Me acuerdo que en esos minutos eternos, en los que el sicópata seguía su interrogatorio, con cosas cada vez mas intimas, sufría imaginando la forma en que perdería mi virginidad. Tantas noches soñando con el momento mágico y allí iba a suceder, pero en reversa. Apreté instintivamente las nalgas y una puntada me recorrió desde el coxis por toda la tripa gorda.
 
El criminal puso un casete de Héctor Lavoe, el tema que sonó ingresó al instante  en mi recuerdoteca y siempre lo he asociado con aquella traumática experiencia. Se llama “El cantante” y la letra es de Rubén Blades. Comenzó a entonarlo a viva voz, rimaba lindo el desgraciado. Fue entonces que apoyó una mano en mi rodilla (recién allí caí en cuenta que llevaba guantes negros de cuero) y me sonrió mostrándome sus blancos dientotes, con una ternura propia de la madre Teresa de Calcuta. Pegué tal salto que mi cabeza rebotó en el techo y caí acurrucándome contra la puerta. Íbamos rápido y ni pensar en escaparme, especulé con hacer señas, pero los vidrios eran oscuros.
 
Un kilometro antes de la curva a Alvear Oeste doblamos por un atajo de tierra que, según me explicó, nos llevaba derechito a la entrada de la E.A. Sopesen mi grado de desesperación, si hasta creo que ya tenia los calzoncillos con regalo.
 
Cuando rebusco entre las vivencias de mi adolescencia en mi bella General Alvear, no veo momento más escalofriante que el que sufrí esa mañana de invierno.
 
El camino se iba estrechando, parecía terminar en un muro de álamos y eucaliptos. No se porque la mente se empecina ahora en pintarme el momento como nocturno. Será que los sentimientos tiñen los recuerdos de una forma irreparable. Solo mantengo el sol prendido porque estoy seguro que iba rumbo a las olimpiadas, por lo tanto era de día. Además no deseo darle la razón a mi turbia memoria. De última soy yo el que escribe y no esa maldita hipócrita.

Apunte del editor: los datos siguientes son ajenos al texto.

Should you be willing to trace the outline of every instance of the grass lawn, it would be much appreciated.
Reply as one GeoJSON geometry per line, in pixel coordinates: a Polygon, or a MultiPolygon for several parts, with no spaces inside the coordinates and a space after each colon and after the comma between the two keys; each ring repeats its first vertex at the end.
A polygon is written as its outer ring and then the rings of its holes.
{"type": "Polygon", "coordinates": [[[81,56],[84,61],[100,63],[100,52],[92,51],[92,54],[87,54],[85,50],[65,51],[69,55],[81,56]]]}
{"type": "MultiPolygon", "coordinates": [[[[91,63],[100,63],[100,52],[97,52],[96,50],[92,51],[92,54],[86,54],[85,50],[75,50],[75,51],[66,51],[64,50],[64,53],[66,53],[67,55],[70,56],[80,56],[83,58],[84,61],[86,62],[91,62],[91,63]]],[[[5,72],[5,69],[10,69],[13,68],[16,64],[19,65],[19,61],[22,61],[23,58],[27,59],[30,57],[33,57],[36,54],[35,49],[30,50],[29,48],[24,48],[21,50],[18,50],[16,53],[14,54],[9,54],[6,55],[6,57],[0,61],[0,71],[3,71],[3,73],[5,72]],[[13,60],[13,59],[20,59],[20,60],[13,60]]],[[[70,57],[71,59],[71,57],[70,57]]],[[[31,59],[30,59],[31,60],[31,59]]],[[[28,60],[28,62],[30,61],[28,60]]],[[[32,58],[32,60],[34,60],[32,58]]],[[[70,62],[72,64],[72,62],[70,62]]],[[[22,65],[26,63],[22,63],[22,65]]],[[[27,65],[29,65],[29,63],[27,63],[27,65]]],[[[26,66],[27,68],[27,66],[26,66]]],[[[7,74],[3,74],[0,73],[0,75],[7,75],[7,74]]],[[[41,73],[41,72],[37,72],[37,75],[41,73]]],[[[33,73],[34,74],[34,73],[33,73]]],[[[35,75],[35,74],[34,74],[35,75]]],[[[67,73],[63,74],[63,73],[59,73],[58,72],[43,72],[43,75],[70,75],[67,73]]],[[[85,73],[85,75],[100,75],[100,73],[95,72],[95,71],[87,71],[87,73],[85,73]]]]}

 —No era tu momento —dijo mi esposa cuando se lo conté.

—Seguro que te salvo la providencia divina Waltercito —habrá aseverado mi abuela Chola.
 
Solo sé que el frasco de vaselina no se destapó aquella jornada, pues el destino me reservaba un desvirgue normalito un par de años mas tarde. 

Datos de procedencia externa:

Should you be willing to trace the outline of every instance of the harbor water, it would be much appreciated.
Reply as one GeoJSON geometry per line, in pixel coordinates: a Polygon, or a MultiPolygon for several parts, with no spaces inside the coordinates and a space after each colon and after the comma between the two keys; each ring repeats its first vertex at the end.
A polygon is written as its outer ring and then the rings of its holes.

Una camioneta Ford F 100 roja, con una línea amarilla (increíblemente me acuerdo hasta de la combinación de colores) me salvó el pellejo. Tres hombres arreglaban un alambrado y me dieron el instante de distracción que necesitaba para abrir la puerta y salir corriendo como un endemoniado por la despareja hijuela.
 
Creo que la anécdota no se la conté a nadie por aquellos días, quizás porque imaginé que alguien especularía con que no estaba diciendo el verdadero final de la historia, uno mucho mas doloroso. En fin, sin que nada me pasara entré en la dinámica de los golpeados y abusados que rara vez denuncian al sometedor.
 
Nunca mas vi al pelado caribeño, ni tuve noticias de otras violaciones por el sur provincial. Tiempo después nos cagaríamos de risa con mis amigos alvearenses por lo cerca que estuve de entregar el marrón un frio agosto del 79.